Bu anmalar yaşanırken ülke, cumhurbaşkanının, hükümetinin ve ona destek veren partilerin, ülkeyi yöneten iktidarın koyunları olarak gördükleri yeni bir sağ tuzağın ortasında mücadele ediyor. Faşist sağ, ustaca bir hamleyle, o kadar gerici, o kadar gerici ve o kadar muhafazakar yeni bir anayasa taslağı hazırlıyor ki, biraz daha az tutucu sağdan resmi sola kadar uzanan kesimler bile bu anayasanın reddedilmesi yönünde çağrıda bulundu, ki bu da -söylemeye değer- 21. yüzyılda bir ortaçağ anayasasının onaylanması anlamına gelecek gerilemenin boyutu karşısında cesaret verici olmaya izin vermiyor.

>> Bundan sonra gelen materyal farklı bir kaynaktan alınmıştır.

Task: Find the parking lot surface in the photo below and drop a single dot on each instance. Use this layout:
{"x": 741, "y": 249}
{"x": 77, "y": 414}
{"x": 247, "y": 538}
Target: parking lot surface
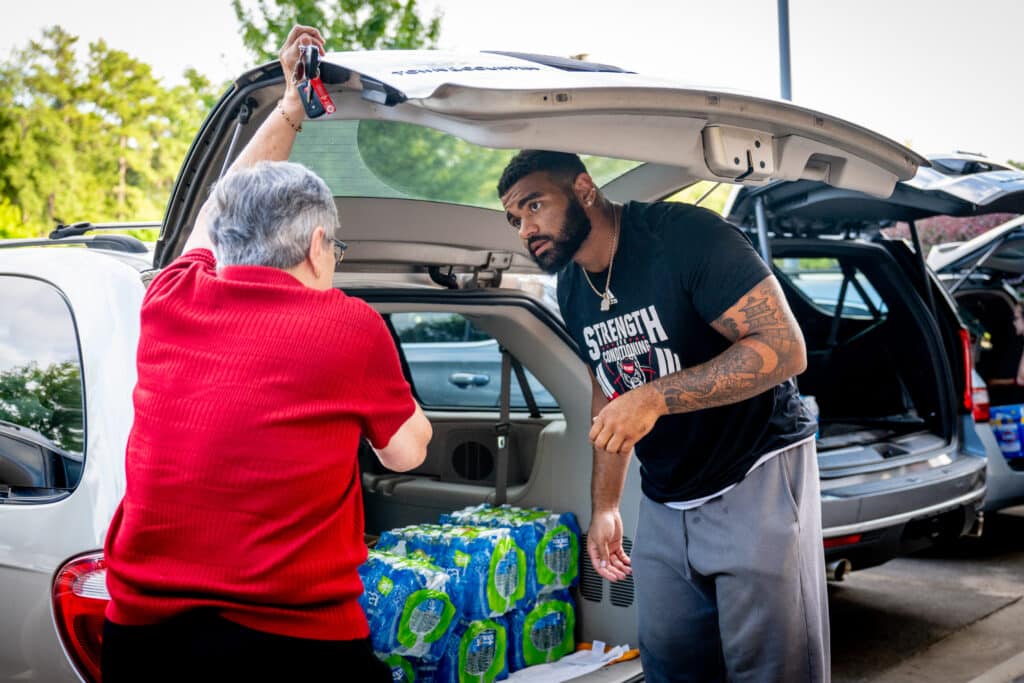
{"x": 953, "y": 613}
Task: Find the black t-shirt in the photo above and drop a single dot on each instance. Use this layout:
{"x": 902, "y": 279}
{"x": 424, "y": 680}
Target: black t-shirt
{"x": 677, "y": 268}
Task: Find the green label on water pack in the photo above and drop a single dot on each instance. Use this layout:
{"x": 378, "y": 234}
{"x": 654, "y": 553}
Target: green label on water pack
{"x": 425, "y": 617}
{"x": 481, "y": 652}
{"x": 506, "y": 577}
{"x": 548, "y": 632}
{"x": 401, "y": 669}
{"x": 557, "y": 558}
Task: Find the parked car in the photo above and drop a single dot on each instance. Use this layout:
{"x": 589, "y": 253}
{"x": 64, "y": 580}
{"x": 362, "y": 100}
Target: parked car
{"x": 413, "y": 154}
{"x": 982, "y": 274}
{"x": 900, "y": 456}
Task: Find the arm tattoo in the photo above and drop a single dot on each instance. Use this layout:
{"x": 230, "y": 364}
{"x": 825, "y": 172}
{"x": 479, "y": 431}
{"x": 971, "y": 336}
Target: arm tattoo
{"x": 767, "y": 348}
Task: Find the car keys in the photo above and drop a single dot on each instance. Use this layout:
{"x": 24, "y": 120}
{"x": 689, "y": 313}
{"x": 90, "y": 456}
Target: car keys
{"x": 314, "y": 97}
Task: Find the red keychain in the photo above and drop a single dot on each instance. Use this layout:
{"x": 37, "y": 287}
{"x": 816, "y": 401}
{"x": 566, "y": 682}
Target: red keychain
{"x": 314, "y": 97}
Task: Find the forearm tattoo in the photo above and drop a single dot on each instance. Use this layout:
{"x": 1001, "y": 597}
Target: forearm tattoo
{"x": 767, "y": 349}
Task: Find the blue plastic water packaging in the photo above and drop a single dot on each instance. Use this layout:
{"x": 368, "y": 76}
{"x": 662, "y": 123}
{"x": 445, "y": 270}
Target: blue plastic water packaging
{"x": 408, "y": 604}
{"x": 476, "y": 652}
{"x": 402, "y": 669}
{"x": 550, "y": 540}
{"x": 543, "y": 633}
{"x": 487, "y": 568}
{"x": 1006, "y": 422}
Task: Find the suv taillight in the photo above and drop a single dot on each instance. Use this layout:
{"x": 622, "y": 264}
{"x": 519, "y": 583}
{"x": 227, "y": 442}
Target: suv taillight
{"x": 968, "y": 382}
{"x": 80, "y": 599}
{"x": 980, "y": 397}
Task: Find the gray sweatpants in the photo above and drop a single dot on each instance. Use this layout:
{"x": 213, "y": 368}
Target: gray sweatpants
{"x": 735, "y": 590}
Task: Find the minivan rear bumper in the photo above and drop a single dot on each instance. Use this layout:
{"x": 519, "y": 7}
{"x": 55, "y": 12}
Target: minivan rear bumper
{"x": 871, "y": 519}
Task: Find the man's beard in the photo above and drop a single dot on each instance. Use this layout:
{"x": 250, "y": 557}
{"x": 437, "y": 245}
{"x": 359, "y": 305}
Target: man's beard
{"x": 576, "y": 229}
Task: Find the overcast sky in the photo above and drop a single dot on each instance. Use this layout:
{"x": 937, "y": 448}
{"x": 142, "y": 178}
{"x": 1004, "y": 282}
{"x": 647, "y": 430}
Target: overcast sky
{"x": 938, "y": 75}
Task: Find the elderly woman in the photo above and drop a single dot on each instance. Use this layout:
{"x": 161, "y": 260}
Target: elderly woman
{"x": 233, "y": 553}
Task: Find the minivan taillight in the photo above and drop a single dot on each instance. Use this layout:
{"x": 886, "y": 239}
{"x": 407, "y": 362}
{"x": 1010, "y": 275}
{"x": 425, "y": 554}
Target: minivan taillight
{"x": 80, "y": 599}
{"x": 966, "y": 349}
{"x": 980, "y": 397}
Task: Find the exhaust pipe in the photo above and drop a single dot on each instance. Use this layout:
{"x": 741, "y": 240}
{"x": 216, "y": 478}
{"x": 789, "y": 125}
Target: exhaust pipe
{"x": 838, "y": 569}
{"x": 977, "y": 527}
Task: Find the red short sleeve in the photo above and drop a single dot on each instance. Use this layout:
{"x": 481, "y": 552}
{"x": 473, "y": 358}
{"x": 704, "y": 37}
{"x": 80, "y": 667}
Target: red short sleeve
{"x": 387, "y": 396}
{"x": 168, "y": 280}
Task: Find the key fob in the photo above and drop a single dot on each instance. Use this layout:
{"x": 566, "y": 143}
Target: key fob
{"x": 310, "y": 100}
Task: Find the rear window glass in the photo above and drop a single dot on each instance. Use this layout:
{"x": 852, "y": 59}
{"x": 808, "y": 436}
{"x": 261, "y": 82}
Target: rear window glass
{"x": 387, "y": 159}
{"x": 42, "y": 416}
{"x": 821, "y": 281}
{"x": 455, "y": 365}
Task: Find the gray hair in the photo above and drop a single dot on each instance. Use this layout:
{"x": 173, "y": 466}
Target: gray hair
{"x": 266, "y": 214}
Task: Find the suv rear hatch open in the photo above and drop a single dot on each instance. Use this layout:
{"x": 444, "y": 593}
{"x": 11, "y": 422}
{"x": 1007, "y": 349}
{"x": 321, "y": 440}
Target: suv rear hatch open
{"x": 888, "y": 359}
{"x": 412, "y": 236}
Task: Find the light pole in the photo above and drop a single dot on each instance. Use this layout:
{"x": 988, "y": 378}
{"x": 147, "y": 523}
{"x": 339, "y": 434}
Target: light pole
{"x": 783, "y": 47}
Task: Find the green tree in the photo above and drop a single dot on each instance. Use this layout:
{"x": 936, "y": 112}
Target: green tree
{"x": 347, "y": 25}
{"x": 99, "y": 139}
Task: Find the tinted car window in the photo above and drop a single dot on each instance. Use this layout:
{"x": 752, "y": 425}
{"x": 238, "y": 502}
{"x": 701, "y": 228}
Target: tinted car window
{"x": 42, "y": 423}
{"x": 390, "y": 159}
{"x": 455, "y": 365}
{"x": 820, "y": 280}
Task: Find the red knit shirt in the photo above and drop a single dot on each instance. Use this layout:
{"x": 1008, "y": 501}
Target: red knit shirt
{"x": 243, "y": 487}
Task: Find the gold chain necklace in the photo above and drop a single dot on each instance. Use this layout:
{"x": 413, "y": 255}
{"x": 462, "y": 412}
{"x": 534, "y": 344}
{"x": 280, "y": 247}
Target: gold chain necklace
{"x": 607, "y": 298}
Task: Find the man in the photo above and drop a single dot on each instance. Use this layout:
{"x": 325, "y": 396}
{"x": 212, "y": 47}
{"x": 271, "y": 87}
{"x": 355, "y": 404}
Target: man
{"x": 692, "y": 348}
{"x": 233, "y": 553}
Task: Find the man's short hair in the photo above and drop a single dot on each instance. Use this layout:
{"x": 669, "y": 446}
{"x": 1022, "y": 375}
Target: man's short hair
{"x": 266, "y": 214}
{"x": 561, "y": 166}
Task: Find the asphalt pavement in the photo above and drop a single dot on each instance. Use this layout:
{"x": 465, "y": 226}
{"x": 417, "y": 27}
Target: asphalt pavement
{"x": 953, "y": 613}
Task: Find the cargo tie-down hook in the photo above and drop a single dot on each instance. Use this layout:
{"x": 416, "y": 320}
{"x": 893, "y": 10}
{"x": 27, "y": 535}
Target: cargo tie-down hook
{"x": 750, "y": 168}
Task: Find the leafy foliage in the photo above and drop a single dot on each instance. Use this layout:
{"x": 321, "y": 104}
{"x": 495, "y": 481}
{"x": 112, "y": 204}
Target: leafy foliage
{"x": 346, "y": 25}
{"x": 941, "y": 229}
{"x": 45, "y": 399}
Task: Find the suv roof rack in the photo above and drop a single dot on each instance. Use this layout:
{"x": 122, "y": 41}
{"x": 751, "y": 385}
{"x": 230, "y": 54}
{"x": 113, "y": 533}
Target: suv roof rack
{"x": 565, "y": 63}
{"x": 75, "y": 235}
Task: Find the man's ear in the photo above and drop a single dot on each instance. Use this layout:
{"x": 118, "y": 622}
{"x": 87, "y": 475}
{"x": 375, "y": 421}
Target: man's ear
{"x": 585, "y": 189}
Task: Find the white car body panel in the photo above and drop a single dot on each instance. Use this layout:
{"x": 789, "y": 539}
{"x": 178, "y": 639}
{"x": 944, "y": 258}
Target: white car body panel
{"x": 104, "y": 297}
{"x": 503, "y": 101}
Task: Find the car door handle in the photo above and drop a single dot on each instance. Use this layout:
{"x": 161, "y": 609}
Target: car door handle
{"x": 464, "y": 380}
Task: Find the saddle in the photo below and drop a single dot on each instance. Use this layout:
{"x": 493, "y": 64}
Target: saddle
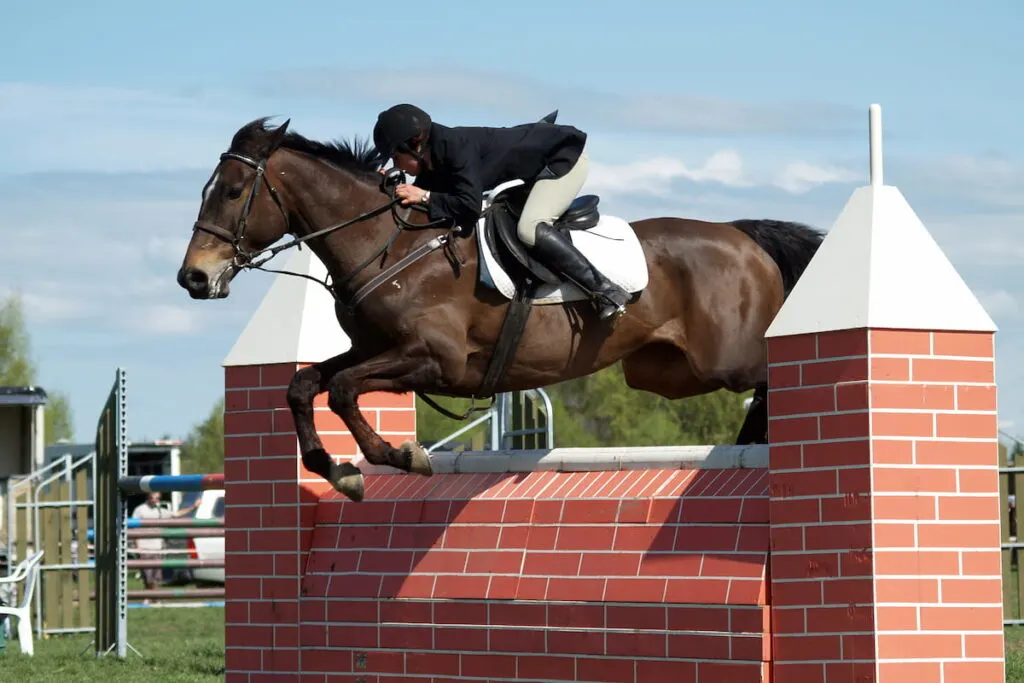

Ancak arka planda, tehlikede olan şey, neoliberal ekonomiye, sınırlı demokrasiye ve adalet sistemine “mümkün olduğunca” süreklilik kazandırmak ve mevcut Pinochet anayasasını onaylamak ve meşrulaştırmak ile sonuçlanacağıdır.
Bu anmada ışıklardan çok gölgeler gözlemlendi, ancak Başkan Allende’nin hiçbir zaman geçerliliğini yitirmeyen son sözleri her zaman duyulmaya devam edecek: “… insanlar, ihanetin kendini empoze etmeye çalıştığı bu gri ve acı anın üstesinden gelecektir. Er ya da geç, özgür insanın içinden geçtiği büyük yolların daha iyi bir toplum inşa etmek için açılacağına inancınızı koruyun. Yaşasın Şili!, Yaşasın halk!, Yaşasın işçiler!